Por otra parte Morilla et al. (13), plantearon que la severidad de las diarreas se debe además, al aumento que se produce de la actividad secretora, debido a que las células de las criptas no son afectadas por el virus. Estas células son secretoras y se dividen rápidamente para reemplazar a las células epiteliales afectadas en las vellosidades, provocando una hipersecreción intestinal.

Alteraciones Anatomopatológicas

En todos los animales inoculados, se encontró el estómago distendido por gases, con leche coagulada en su interior. El intestino delgado, en todos los casos, contenía un líquido amarillo espumoso y las paredes se mostraron traslúcidas, debido a la destrucción de las vellosidades de la mucosa; las áreas de mayor afectación coincidieron con yeyuno e íleon. Además se pudo apreciar enteritis catarral y congestión (Figura 3). Todas estas lesiones observadas en el tracto gastrointestinal de los cerdos inoculados se corresponden con las descritas por Fediaevsky (2).

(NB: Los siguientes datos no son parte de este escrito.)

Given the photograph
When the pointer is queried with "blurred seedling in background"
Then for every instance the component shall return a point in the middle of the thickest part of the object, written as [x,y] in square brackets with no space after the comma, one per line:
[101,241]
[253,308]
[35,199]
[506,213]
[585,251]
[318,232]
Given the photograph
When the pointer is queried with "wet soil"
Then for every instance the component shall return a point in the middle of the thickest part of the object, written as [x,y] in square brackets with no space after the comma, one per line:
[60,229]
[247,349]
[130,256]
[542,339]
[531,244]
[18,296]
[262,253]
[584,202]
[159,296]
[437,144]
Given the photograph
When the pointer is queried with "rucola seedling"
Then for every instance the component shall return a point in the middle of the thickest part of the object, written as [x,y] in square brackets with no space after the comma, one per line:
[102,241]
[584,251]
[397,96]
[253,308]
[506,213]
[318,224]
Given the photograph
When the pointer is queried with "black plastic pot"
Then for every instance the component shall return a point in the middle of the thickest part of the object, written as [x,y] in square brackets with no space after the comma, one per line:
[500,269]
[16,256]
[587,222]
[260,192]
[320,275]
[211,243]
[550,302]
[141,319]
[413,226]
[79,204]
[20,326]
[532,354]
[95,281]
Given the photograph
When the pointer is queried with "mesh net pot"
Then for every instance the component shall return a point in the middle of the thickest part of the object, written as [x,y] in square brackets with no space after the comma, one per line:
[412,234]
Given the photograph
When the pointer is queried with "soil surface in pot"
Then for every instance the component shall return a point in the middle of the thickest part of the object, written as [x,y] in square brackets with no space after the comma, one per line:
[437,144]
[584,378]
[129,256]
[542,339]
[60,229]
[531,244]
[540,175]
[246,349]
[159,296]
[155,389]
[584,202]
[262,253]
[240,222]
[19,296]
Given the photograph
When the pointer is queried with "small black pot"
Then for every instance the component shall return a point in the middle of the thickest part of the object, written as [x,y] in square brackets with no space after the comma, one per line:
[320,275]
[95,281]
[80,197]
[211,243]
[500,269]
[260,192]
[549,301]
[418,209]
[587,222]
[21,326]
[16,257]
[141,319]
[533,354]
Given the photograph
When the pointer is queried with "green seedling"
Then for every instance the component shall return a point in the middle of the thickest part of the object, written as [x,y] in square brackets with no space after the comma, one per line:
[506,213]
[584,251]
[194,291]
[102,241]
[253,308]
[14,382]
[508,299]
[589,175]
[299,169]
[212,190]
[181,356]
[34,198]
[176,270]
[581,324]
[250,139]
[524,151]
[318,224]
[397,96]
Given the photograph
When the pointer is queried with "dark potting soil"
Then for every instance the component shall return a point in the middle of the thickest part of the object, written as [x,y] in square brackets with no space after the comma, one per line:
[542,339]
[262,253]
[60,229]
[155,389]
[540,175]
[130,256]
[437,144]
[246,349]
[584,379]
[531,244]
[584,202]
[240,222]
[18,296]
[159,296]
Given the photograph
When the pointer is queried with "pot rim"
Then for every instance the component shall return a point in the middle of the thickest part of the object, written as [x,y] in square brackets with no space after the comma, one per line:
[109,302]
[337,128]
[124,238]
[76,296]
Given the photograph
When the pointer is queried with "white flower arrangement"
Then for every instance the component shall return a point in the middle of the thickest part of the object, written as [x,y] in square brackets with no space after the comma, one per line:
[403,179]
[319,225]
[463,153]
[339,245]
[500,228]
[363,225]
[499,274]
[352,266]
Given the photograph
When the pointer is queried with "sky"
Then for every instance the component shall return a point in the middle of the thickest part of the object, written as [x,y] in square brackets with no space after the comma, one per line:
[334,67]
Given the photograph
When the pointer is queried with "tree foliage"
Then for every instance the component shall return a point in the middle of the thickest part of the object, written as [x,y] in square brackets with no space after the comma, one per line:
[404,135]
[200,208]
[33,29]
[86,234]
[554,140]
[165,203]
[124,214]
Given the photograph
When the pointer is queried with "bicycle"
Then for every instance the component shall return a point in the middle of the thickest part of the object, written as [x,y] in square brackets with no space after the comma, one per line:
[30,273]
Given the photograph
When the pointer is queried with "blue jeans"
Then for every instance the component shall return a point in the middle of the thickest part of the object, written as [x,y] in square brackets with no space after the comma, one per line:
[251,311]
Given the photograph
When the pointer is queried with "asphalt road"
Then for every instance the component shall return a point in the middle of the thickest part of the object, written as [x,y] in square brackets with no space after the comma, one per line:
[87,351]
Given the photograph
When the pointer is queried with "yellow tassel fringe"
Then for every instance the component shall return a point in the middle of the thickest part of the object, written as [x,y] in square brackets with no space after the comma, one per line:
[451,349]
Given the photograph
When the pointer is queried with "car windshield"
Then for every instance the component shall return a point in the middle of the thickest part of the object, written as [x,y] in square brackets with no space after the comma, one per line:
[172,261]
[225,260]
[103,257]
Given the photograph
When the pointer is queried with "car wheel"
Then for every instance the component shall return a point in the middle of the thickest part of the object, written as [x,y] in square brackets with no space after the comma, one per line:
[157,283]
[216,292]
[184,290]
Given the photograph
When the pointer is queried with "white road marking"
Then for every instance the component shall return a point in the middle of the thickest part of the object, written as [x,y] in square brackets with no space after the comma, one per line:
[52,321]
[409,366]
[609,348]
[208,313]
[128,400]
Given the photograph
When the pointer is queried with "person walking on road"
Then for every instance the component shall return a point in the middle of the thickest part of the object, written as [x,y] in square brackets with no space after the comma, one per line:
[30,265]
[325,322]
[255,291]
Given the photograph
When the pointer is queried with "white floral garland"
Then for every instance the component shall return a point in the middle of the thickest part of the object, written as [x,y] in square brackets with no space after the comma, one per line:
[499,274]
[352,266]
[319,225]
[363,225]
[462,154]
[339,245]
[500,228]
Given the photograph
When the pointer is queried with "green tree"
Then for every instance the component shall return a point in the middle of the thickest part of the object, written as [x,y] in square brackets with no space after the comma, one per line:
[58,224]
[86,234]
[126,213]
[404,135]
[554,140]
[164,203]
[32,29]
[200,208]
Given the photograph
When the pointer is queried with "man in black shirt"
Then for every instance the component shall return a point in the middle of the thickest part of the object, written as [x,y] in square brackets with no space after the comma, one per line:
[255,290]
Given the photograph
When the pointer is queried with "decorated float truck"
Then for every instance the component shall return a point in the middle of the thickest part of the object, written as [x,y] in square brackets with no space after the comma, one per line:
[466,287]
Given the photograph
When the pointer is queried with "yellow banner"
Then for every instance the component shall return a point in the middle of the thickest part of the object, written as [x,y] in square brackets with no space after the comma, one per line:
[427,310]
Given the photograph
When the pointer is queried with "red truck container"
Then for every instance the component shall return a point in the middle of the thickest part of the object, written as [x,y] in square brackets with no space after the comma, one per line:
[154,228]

Morrilla et al. (13), refieren que el aspecto translúcido que se observa en las paredes del intestino delgado, se debe a la atrofia severa que provoca el virus en las vellosidades intestinales.

Durante la necropsia se analizaron también los segmentos pertenecientes al intestino grueso (ciego, colon y recto), sin encontrar ninguna afectación en esta área. Los animales utilizados como controles negativos del experimento no mostraron lesiones en ninguno de los órganos del tracto gastrointestinal.

Alteraciones histopatológicas

Al realizar un examen histopatológico de las diferentes secciones del tracto gastrointestinal de los cerdos inoculados en la reproducción experimental, se encontraron las afectaciones más severas en el intestino delgado, con predominio en los segmentos yeyuno e íleon, donde se pudo apreciar hiperemia, descamación de células epiteliales de la mucosa con atrofia marcada de las vellosidades, presencia de infiltrado inflamatorio con predominio de células mononucleares e hiperplasia de los nódulos linfoides (Figura 4). Estas alteraciones se encontraron generalizadas en todos los animales inoculados y se corresponden con las lesiones descritas para este virus (9).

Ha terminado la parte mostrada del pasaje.